Introduction

Toxoplasmosis, brought on by the obligatory intracellular parasite T. gondii, is one of the most prevalent foodborne diseases concerning hospitalization and mortality, making it a serious global public health concern1. Toxoplasma is widely recognized as a highly adaptable protozoan organism; having the capacity to endure within host cells throughout the host's lifespan2.

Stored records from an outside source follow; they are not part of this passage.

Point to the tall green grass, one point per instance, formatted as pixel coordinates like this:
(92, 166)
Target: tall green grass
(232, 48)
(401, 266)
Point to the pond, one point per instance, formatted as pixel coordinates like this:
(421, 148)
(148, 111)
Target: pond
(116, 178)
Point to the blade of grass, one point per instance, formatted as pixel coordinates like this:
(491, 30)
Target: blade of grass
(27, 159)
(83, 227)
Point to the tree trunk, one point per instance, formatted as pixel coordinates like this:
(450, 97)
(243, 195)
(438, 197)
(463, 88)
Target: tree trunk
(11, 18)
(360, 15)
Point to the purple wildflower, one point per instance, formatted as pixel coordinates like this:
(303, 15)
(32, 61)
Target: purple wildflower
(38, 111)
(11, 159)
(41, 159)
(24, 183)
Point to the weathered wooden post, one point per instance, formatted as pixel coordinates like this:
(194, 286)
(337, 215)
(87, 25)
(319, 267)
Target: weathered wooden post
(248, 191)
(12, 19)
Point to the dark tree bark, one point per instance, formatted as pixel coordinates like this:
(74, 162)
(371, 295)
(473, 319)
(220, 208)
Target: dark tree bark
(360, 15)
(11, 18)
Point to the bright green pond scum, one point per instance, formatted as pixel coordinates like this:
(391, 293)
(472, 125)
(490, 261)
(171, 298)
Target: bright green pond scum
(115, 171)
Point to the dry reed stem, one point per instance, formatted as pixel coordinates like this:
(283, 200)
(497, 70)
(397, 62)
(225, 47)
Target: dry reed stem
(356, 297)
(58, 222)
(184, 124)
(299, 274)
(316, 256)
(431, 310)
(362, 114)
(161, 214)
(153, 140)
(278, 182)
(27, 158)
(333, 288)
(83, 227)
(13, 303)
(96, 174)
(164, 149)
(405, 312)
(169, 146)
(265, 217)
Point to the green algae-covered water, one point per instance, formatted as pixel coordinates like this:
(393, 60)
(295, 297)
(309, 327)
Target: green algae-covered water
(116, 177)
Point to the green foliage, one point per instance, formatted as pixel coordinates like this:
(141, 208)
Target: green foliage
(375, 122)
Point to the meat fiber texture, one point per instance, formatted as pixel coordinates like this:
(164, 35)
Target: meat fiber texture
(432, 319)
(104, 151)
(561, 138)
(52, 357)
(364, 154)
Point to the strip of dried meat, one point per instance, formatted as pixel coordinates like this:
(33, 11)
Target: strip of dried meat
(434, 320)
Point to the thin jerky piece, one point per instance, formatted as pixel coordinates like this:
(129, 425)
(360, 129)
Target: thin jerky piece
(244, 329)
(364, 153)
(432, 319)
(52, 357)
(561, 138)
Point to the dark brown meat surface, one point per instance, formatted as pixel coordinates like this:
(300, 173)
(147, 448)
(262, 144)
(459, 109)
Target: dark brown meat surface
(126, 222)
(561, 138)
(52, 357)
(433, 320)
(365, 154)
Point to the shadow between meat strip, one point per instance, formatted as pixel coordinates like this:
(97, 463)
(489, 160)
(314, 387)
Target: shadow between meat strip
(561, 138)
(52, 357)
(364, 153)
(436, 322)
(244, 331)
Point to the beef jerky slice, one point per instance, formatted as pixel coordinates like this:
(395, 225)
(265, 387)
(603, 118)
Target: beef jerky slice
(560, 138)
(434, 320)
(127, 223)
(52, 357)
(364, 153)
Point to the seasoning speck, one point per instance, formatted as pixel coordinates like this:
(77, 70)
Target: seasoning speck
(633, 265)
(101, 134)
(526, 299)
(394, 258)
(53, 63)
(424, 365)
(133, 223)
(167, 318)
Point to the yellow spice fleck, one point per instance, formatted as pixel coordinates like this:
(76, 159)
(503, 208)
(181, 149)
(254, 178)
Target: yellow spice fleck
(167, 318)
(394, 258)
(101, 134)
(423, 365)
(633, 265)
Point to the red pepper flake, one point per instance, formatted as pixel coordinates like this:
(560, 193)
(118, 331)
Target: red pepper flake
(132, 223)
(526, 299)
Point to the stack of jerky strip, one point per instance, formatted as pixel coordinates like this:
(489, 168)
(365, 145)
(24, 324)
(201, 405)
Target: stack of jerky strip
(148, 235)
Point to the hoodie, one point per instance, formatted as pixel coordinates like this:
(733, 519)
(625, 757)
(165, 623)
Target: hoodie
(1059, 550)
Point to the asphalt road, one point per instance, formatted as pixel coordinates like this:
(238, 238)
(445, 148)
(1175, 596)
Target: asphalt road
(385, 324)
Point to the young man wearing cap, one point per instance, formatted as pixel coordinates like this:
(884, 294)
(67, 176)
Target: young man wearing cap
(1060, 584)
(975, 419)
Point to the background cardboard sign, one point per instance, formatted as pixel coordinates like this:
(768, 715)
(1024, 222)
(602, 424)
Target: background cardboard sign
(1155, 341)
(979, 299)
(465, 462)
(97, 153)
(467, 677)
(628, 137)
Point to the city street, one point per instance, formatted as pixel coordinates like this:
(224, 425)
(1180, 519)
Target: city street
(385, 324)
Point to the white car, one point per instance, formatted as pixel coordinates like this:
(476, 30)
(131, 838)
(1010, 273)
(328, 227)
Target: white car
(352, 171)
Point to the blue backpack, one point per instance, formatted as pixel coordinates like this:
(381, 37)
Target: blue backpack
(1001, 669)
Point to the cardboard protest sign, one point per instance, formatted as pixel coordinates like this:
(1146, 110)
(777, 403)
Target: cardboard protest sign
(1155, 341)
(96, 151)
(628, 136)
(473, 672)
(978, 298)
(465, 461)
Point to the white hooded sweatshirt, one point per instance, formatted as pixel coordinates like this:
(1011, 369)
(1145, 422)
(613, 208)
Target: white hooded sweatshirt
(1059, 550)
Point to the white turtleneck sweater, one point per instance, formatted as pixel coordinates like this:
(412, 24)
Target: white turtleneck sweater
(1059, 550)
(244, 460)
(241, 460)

Among different parasitic infections, toxoplasmosis is a suitable infection model to test the mutual influence of post-COVID-19 vaccine breakthrough coinfection with protozoa owing to two factors. First, it is global prevalence infecting around one-third of the global population. The Spread of this protozoan has several routes, including consuming raw or undercooked meat, ingesting sporulated oocytes excreted by cats, and receiving blood transfusions. However, it cannot be passed from person to person; its prevalence can be used as a general indicator of group cleanliness2. Second, this eukaryotic intracellular coccidian protozoan is recognized to have at least some antiviral effects3.

Infection with T. gondii may pass asymptomatic in healthy people; nevertheless it can be fatal in patients with weakened immune systems (AIDS, bone marrow transplant, and neoplasia) due to either the parasite's reactivation or a recent acute infection4. The severe lethal consequences of Toxoplasma infection in immunocompromised make it challenging to diagnose, which has been enhanced lately by integrating serology and molecular techniques. Some authors observed that high IgG anti-T. gondii antibodies titer is linked with positive PCR results in AIDS patients; others, likewise, demonstrated no correlation between IgG anti-T. gondii antibody titer and positive PCR among healthy blood donors5,6.

The global health emergency created by coronavirus (COVID-19), which was induced by the severe acute respiratory syndrome coronavirus-2 pathogen (SARS-CoV-2), caused the severe acute respiratory syndrome that killed Thousands of people7.

COVID-19 primarily immune response involves activating innate cells and virus-specific T cells and B cells; meanwhile, extensive inflammatory syndrome is characterized by the unregulated synthesis of pro-inflammatory cytokines and chemokines, and the progression of this condition can result in pulmonary injury, subsequently leading to respiratory failure and ultimately culminating in mortality8,9. Respiratory viral illnesses, in turn, increase the vulnerability of individuals to subsequent parasitic infections, as recognized in earlier research. These secondary infections typically result in a more unfavorable prognosis for the affected patients10.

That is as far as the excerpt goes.